However, tugs were unable to free the stricken vessel at high tide today and dredging vessels have been deployed to help the refloating attempts.

A statement late last night from the vessel’s manager, Bernhard Schulte Shipmanagement (BSM), said: “Dredgers are working to clear sand and mud from around the vessel to free her. Tugboats in conjunction with Ever Given’s winches are working to shift the vessel

“BSM’s immediate priorities are to safely re-float the vessel and for marine traffic in the Suez Canal to resume.

“The continued efforts of the Suez Canal Authority and those involved in ongoing re-floating operations are greatly appreciated and BSM will continue to work closely with all parties involved in this operation,” it added.

Oil prices have spiked at the prospect of a major disruption to canal transits.

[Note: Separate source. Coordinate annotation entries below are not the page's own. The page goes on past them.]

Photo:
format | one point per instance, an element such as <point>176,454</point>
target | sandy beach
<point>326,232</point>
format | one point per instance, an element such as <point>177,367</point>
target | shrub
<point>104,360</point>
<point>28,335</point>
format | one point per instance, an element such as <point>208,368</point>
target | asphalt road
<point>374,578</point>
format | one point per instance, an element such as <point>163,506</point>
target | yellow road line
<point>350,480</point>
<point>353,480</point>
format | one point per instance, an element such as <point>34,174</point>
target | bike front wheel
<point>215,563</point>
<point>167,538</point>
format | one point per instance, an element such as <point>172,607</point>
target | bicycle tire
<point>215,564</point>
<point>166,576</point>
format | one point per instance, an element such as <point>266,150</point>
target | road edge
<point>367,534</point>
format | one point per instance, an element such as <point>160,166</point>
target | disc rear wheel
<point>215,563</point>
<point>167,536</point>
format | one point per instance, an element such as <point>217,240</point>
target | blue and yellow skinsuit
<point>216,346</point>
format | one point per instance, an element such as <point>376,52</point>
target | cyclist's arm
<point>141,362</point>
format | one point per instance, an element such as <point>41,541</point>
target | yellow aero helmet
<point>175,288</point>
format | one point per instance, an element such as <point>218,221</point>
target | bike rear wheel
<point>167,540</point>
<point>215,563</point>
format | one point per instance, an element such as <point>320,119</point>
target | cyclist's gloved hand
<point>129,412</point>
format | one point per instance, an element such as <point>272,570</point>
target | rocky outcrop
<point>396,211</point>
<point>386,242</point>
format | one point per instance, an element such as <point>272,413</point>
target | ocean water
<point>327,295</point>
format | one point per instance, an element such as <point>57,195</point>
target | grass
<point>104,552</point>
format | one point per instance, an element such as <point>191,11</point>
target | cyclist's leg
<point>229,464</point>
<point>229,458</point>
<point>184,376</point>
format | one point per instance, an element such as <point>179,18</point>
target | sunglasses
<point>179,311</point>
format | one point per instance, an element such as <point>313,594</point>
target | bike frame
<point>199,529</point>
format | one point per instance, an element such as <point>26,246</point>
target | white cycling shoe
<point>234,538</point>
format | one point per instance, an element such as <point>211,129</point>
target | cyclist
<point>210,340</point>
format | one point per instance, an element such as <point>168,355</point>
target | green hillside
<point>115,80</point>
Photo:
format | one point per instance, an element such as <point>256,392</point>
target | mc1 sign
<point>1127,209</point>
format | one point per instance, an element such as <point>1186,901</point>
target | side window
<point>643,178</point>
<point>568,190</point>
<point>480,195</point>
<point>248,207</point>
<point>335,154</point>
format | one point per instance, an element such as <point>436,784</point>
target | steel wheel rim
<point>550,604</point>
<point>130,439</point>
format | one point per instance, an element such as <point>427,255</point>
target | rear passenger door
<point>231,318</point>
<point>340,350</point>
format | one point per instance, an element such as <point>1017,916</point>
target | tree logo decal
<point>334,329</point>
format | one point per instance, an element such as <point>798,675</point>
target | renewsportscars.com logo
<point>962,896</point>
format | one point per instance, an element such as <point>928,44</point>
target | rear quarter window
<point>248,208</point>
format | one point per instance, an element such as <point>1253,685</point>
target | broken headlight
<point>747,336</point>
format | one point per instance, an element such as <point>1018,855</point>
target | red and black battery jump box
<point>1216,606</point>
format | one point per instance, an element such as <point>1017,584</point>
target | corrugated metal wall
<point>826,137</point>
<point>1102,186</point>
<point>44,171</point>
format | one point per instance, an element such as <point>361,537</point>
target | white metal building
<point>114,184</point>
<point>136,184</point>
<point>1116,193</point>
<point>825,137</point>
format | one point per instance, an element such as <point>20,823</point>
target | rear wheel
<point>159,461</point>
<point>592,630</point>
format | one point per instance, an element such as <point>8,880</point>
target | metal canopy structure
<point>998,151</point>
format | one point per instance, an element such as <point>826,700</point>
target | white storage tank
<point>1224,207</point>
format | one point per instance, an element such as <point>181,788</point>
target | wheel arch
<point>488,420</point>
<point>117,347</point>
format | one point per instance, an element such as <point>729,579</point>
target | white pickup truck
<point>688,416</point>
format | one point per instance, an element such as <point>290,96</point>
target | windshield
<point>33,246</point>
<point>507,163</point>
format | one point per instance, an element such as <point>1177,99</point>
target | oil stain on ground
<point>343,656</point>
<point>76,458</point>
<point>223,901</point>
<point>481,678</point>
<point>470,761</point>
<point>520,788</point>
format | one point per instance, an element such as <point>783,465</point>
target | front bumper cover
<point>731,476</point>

Lars Jensen, of SeaIntelligence, estimates that some 55,000 teu a day from Asia to Europe currently transits the Suez Canal as vessels continue to run full on the tradelane.

According to eeSea data, the 2018-built Ever Given is deployed on the Ocean Alliance’s NEU6 loop and was “on time” en route to Rotterdam when the incident happened at around 8am local time yesterday.

Evergreen said it understood that the grounding of the chartered ULCV was the result of “gusting winds of 30 knots causing the ship to deviate from its course”, but said it had asked the shipowner to investigate the cause.

Yesterday a spokesperson for BSM told The Loadstar: “All crew are safe and accounted for. There have been no reports of injuries, pollution or cargo damage, and initial investigations rule out any mechanical or engine failure as a cause of the grounding.”

However, the local GAC agency suggested that the vessel had suffered a mechanical black out causing it to lose power. Indeed, a retired master mariner The Loadstar spoke to this morning said he thought power failure was the most likely cause of the casualty.

“I can’t believe that high winds caused the ship to change course as dramatically as it did, but if the ship temporarily lost all power then the wind force on the fully-loaded deck of containers could render it pretty helpless,” he said. “It must have been frightening for the officers on the bridge.”

BSM said the vessel would undergo a full inspection and that it would “cooperate fully with the relevant authorities on reports of the incident”.

Questions will be asked as to why other ULCVs following in the convoy were apparently not also affected by the strong winds, which at 30 knots are not particularly unusual.

Nevertheless, the immediate attention will be on whether the ship suffered any hull or bottom damage as a result of the grounding that requires immediate repair and possible dry-docking.

Depending on the results of the survey, the vessel could be allowed to proceed on its voyage for a later repair or, in case of immediate attention, this could involve the discharge of all of its cargo for onward relay by other Ocean Alliance vessels, with lengthy delays for consignees in Europe awaiting their cargo.

Moreover, according to casualty marine claims consultancy WK Webster, there is a possibility that, depending on the outcome, owners may decide to declare General Average.